BOUGHT the latest Deftones album because you were cool once and yearn to be again? The fanbases of these bands cling to youth in the most obnoxious sartorial way possible:
Deftones
TikTok has made nu-metal marketable to idiots once again, but that’s no excuse for seeing 40-year-olds pulling up gym socks like tight condoms in the middle of Sainsbury’s. Nor is it for them to claim Chino Moreno’s voice as sexy just for whispering, or to dye their hair red at the behest of an edgelord nephew high on Juiced Monster and anime edits.
311
There was a time where British people dreamed of an America where you could stuff your face with baby back ribs and listen to shite reggae without judgement. 311 fans still believe in that Nebraska and channel its spirit with Tommy Bahama shirts never seen on the prairies.
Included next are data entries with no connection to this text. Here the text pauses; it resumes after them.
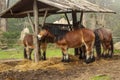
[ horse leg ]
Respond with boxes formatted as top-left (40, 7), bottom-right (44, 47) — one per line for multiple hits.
top-left (62, 47), bottom-right (70, 62)
top-left (26, 47), bottom-right (31, 60)
top-left (24, 48), bottom-right (27, 59)
top-left (85, 41), bottom-right (95, 64)
top-left (28, 48), bottom-right (33, 60)
top-left (79, 45), bottom-right (86, 59)
top-left (109, 39), bottom-right (114, 58)
top-left (41, 43), bottom-right (47, 60)
top-left (79, 47), bottom-right (83, 59)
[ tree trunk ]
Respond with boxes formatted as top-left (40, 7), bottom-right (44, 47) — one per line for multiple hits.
top-left (0, 0), bottom-right (7, 32)
top-left (33, 0), bottom-right (40, 62)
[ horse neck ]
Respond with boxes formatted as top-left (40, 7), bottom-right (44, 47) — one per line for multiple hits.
top-left (47, 31), bottom-right (55, 38)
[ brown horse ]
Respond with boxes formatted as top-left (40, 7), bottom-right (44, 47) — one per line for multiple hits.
top-left (23, 25), bottom-right (69, 60)
top-left (94, 27), bottom-right (113, 57)
top-left (23, 34), bottom-right (34, 60)
top-left (38, 28), bottom-right (95, 63)
top-left (23, 34), bottom-right (53, 60)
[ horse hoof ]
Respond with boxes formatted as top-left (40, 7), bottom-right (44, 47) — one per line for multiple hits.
top-left (61, 59), bottom-right (70, 63)
top-left (91, 57), bottom-right (95, 62)
top-left (85, 58), bottom-right (91, 64)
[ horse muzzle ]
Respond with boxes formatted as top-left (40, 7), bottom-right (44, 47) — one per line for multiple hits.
top-left (37, 35), bottom-right (42, 40)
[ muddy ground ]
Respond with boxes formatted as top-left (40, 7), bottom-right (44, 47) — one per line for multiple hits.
top-left (0, 55), bottom-right (120, 80)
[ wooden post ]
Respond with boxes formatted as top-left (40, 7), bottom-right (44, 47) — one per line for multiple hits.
top-left (72, 11), bottom-right (79, 55)
top-left (33, 0), bottom-right (40, 62)
top-left (80, 11), bottom-right (83, 24)
top-left (42, 10), bottom-right (48, 27)
top-left (65, 13), bottom-right (72, 31)
top-left (27, 13), bottom-right (35, 32)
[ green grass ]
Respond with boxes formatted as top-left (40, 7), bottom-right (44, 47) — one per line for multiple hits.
top-left (90, 75), bottom-right (111, 80)
top-left (0, 47), bottom-right (73, 59)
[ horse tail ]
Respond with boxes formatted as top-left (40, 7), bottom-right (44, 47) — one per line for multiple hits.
top-left (94, 30), bottom-right (101, 58)
top-left (24, 48), bottom-right (27, 59)
top-left (110, 39), bottom-right (114, 57)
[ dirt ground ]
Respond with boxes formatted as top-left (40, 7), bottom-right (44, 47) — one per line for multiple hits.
top-left (0, 55), bottom-right (120, 80)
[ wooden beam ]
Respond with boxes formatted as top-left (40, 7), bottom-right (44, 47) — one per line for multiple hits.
top-left (72, 11), bottom-right (79, 55)
top-left (42, 10), bottom-right (48, 27)
top-left (27, 13), bottom-right (35, 32)
top-left (65, 13), bottom-right (72, 31)
top-left (33, 0), bottom-right (40, 62)
top-left (14, 8), bottom-right (55, 15)
top-left (80, 12), bottom-right (83, 24)
top-left (72, 11), bottom-right (77, 28)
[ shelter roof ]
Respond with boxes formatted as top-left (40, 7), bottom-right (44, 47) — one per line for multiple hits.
top-left (0, 0), bottom-right (115, 18)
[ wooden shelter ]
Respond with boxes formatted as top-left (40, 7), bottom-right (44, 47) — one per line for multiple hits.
top-left (0, 0), bottom-right (115, 62)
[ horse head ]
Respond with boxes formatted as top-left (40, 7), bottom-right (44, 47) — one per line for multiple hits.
top-left (37, 29), bottom-right (54, 40)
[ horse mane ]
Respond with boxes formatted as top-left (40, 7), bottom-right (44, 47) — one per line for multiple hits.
top-left (42, 25), bottom-right (69, 41)
top-left (94, 29), bottom-right (101, 57)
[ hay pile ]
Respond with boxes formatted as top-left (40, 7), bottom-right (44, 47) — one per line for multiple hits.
top-left (0, 55), bottom-right (79, 72)
top-left (0, 63), bottom-right (13, 72)
top-left (0, 55), bottom-right (112, 72)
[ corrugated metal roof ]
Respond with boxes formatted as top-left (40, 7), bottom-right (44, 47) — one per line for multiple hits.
top-left (0, 0), bottom-right (115, 18)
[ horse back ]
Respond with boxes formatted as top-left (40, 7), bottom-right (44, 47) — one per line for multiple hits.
top-left (23, 34), bottom-right (33, 47)
top-left (98, 28), bottom-right (112, 41)
top-left (81, 28), bottom-right (95, 41)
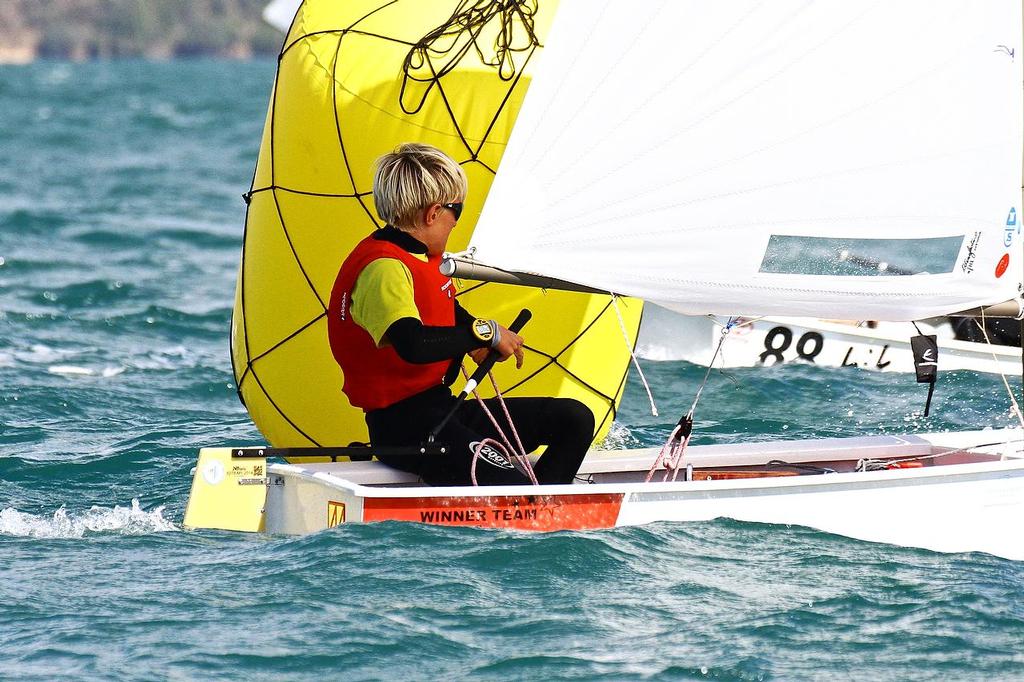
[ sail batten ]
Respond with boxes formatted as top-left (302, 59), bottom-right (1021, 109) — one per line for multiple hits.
top-left (471, 0), bottom-right (1024, 319)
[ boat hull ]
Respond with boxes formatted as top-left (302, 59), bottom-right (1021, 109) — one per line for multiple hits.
top-left (637, 305), bottom-right (1021, 375)
top-left (186, 430), bottom-right (1024, 560)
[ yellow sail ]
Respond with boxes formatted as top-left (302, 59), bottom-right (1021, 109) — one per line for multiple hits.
top-left (231, 0), bottom-right (642, 447)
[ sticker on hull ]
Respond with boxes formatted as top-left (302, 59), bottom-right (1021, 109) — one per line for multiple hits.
top-left (327, 501), bottom-right (345, 528)
top-left (362, 494), bottom-right (623, 530)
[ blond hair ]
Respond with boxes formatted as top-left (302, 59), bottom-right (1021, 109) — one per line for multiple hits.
top-left (374, 142), bottom-right (469, 227)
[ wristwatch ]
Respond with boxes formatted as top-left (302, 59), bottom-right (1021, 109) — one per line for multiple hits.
top-left (471, 318), bottom-right (502, 348)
It would be better to honour the band’s indecent exposure-code name and go naked.
Blink-182
The snotty trio are ‘mature’ now, if you forget the batshit alien stuff and validating the wearing of three-quarter length trousers as off-putting to the opposite sex as the band’s dick jokes. This music works for every generation annoyed by nagging mothers, nags for which their original listeners are about moving the f**k out of the attic and getting a mortgage.
Rage Against the Machine
Tony Hawk has a lot to answer for, especially for reminding now-parents that they used phrases like nosegrab confidently in public. Rage’s fiery politics are the epitome of teenage angst, the equivalent of a hammer-and-sickle sticker on a guitar, which doesn’t hit the same when your guitar’s been in a storage unit since your seven-year-old was born.
Sublime
Ska-punkers who broke up in 1996, leaving fans in psychedelic merch keeping the flame alive by coughing on a bong at Slam Dunk Festival in front of their brother-in-law years out of the game. They then reluctantly rip a CBD vape surrounded by teenagers dressed just like they are but without their beer gut.
The Offspring
They even dressed like a novelty band doomed to have one huge hit they play forever, but Noodles and Dexter improbably survived the nuclear dunking of their shit genre and thrived. They’re the cockroaches of the pop-punk era, still enabling middle-aged men to wear caps backwards in airports when their guard is down.
Linkin Park
Nothing reminds people of listening to Numb through shared earphones with the first person they ever kissed than painting their fingernails black. A look barely permissible for tattoo artists, it’s far worse when HR reminds you about work attire guidelines when you rock up after Reading. And yet if the mullet can return, why not arse-out jeans? You argue.